私は「それでも、自分の行きたい学校に行きます」とだけ告げ、教室を飛び出した。そのまま校門へ向かって走ったはずだったのに、気がつくと周囲の景色は一変していた。
見知らぬ山と田んぼ。ここはどこ?
呆然としている私の目の前に、一軒の古民家が建っていた。縁側には、ニコニコとこちらを見ているおばあちゃんが一人。
「あらあらいらっしゃい。息が切れているわね、まずはお茶を飲んで落ち着きなさい」
おばあちゃんは不思議なほど穏やかで、私は警戒心を抱きつつも、導かれるようにその横に座った。
「おばあちゃんの力じゃあなたには勝てないから、怖がらなくて大丈夫よ」
その言葉に妙な説得力を感じて、私は差し出された緑茶を受け取った。
「おばあちゃん、私には夢があるの。なのに、親も先生もみんな自分の気持ちを押し付けてくる。認められたくて勉強したのに……」
話し出すと、溜め込んでいた悔しさが溢れてきた。おばあちゃんは静かに聞きながら、「疲れているときは甘いものをね」と小さな飴を一つくれた。

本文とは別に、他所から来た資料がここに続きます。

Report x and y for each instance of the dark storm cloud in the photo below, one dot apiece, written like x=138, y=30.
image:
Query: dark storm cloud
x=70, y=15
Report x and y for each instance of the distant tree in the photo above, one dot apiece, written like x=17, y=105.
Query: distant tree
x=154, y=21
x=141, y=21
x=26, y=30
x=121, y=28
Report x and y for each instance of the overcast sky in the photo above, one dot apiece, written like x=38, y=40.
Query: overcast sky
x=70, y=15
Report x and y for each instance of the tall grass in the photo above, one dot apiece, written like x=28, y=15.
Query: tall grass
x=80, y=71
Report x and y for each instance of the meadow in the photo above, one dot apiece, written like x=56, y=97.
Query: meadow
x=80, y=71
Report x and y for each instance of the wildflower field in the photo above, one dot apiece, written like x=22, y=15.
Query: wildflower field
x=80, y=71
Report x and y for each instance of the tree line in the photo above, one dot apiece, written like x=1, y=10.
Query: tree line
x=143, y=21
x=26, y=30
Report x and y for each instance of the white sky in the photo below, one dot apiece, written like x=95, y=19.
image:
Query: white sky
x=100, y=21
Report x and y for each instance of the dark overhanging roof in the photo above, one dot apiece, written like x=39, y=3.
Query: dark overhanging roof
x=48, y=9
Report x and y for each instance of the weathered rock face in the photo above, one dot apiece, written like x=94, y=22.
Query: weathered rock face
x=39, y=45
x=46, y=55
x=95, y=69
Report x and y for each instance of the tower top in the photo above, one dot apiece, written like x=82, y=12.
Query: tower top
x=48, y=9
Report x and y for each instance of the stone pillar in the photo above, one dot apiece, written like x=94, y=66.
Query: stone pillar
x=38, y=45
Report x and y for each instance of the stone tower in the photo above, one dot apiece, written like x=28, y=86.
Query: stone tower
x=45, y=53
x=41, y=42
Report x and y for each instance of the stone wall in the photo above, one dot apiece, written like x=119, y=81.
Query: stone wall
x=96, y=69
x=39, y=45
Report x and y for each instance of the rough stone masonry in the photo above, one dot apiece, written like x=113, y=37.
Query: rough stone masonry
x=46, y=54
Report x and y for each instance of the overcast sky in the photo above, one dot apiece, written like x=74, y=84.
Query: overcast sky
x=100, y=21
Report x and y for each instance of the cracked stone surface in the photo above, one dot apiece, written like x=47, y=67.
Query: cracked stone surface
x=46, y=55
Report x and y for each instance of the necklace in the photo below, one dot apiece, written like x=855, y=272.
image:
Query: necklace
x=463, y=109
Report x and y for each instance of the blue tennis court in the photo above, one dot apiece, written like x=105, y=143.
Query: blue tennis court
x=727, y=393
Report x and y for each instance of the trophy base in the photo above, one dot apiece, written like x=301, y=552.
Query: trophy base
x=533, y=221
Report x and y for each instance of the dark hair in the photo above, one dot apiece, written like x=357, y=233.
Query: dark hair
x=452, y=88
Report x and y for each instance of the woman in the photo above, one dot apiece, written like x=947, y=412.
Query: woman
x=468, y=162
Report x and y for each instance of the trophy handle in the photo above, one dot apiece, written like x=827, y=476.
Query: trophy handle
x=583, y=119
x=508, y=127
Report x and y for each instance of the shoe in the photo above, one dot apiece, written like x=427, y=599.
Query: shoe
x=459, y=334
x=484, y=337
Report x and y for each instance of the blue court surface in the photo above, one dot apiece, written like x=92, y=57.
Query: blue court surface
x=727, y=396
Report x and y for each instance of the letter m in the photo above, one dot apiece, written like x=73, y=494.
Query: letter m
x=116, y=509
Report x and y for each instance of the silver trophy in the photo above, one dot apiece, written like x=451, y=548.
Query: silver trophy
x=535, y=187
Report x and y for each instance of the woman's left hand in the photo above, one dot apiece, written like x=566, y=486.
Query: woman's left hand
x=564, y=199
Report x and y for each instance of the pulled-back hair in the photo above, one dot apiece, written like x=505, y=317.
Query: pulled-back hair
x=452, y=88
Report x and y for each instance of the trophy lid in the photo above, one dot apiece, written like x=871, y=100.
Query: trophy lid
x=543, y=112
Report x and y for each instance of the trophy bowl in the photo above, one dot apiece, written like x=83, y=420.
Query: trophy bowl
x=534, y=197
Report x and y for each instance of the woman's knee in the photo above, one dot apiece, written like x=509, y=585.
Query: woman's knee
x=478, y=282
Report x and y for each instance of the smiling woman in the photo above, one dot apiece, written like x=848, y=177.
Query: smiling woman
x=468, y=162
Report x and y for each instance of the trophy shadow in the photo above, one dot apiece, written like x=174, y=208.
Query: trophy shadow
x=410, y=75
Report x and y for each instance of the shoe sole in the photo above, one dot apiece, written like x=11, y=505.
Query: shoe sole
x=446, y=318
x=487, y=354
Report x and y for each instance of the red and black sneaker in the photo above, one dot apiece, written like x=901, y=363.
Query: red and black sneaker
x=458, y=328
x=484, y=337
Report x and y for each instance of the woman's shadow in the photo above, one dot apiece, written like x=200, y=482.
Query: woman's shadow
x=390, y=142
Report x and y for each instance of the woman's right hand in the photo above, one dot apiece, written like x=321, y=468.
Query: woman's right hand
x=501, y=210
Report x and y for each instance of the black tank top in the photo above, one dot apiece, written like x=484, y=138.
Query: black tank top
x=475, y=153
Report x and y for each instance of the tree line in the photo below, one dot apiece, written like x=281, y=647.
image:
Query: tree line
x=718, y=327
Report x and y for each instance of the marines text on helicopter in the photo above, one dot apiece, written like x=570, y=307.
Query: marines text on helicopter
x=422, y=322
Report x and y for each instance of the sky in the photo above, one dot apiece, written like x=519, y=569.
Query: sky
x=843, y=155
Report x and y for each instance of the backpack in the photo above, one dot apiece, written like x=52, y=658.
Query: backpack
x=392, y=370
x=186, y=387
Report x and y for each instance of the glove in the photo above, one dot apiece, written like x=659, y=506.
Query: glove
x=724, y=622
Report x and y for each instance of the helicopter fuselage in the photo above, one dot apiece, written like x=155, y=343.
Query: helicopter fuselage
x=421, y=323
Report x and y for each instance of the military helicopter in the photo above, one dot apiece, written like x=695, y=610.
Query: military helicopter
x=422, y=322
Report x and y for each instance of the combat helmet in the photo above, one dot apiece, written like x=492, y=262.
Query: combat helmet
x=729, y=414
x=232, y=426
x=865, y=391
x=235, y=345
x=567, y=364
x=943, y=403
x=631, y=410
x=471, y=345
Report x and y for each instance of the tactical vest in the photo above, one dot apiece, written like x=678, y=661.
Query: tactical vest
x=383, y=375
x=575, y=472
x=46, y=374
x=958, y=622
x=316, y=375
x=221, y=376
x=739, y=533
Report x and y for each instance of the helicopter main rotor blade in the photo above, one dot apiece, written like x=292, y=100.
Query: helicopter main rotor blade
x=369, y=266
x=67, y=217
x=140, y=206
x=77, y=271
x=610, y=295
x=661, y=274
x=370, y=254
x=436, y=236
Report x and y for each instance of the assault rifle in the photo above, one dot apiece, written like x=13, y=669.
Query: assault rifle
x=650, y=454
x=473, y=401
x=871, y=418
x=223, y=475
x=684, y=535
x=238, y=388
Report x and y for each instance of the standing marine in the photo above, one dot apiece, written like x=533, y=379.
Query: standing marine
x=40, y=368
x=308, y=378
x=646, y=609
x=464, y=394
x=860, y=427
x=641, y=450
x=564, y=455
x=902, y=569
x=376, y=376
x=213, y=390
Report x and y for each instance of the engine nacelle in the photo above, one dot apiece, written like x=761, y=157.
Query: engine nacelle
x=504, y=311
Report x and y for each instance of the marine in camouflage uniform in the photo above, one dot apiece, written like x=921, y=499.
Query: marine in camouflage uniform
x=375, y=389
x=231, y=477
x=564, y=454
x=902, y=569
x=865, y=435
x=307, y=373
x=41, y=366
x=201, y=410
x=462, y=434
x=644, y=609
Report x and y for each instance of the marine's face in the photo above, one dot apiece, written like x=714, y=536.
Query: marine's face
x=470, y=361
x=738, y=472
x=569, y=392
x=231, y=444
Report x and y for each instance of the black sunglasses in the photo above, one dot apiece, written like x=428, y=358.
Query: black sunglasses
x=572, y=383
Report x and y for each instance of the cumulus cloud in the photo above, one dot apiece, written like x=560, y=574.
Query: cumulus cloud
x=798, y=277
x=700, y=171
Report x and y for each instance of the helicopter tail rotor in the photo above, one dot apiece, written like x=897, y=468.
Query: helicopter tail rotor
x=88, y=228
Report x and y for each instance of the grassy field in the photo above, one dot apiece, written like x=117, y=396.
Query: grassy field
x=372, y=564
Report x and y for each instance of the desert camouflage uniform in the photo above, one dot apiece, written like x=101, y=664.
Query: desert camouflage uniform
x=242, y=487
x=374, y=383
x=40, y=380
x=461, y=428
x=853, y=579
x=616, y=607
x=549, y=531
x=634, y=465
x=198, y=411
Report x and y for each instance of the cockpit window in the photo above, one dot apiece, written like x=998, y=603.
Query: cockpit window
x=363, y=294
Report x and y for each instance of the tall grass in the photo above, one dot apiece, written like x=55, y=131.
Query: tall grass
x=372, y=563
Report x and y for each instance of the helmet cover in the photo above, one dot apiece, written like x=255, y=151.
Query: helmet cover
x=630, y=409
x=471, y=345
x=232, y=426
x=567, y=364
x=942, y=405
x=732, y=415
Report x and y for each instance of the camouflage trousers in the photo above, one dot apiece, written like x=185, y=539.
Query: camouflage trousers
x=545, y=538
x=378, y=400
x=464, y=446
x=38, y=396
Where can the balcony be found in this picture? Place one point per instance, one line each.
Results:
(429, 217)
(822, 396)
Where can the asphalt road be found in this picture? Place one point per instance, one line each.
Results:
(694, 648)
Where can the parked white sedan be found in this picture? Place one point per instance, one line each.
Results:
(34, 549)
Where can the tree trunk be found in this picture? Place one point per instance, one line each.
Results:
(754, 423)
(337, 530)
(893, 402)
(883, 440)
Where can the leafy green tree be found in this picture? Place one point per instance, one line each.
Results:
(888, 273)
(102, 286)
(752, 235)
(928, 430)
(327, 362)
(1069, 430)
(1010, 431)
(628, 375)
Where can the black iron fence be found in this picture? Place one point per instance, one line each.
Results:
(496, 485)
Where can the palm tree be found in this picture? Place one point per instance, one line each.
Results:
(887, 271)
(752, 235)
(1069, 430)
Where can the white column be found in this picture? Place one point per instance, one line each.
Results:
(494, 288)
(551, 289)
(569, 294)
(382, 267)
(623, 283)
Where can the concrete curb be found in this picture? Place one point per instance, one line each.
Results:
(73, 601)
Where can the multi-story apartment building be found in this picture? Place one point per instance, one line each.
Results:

「あら、見てごらん。白い小さな鳥が飛んでいるわ。気持ちよさそうね」
空を見上げると、一羽の鳥が空を大きく旋回し、山の向こうへと消えていった。
飴をなめ終え、温かいお茶で口をさっぱりさせると、不思議と心が軽くなっていた。
「あなたは自分の夢のために、これほど努力したのね。その心に一本通った強さがあるなら、大丈夫。あなたはすごいわ」
おばあちゃんの言葉に、自分がなぜ走って出てしまったのか少し恥ずかしくなった。早く学校に戻って、ちゃんと自分の気持ちを話さなきゃ。
お茶を飲み干すと、おばあちゃんは森の先を指さした。先ほどまでなかったはずの道が、光の中に浮かび上がっている。その向こうには、心配そうに校門に立つ母の姿が見えた。
「おばあちゃん、ありがとう。受験に受かったら、またお礼に来ます!」
「ここはね、一期一会の場所で一度しか来れないのよ。これ、受験のお守りに持っていきなさい」
手渡されたのは、おばあちゃんの着物と同じ柄で折られた鶴の折り紙だった。
「これを持って受験するね。じゃあね、おばあちゃん!」
私は母と向き合うため、まっすぐな道へと歩き出した。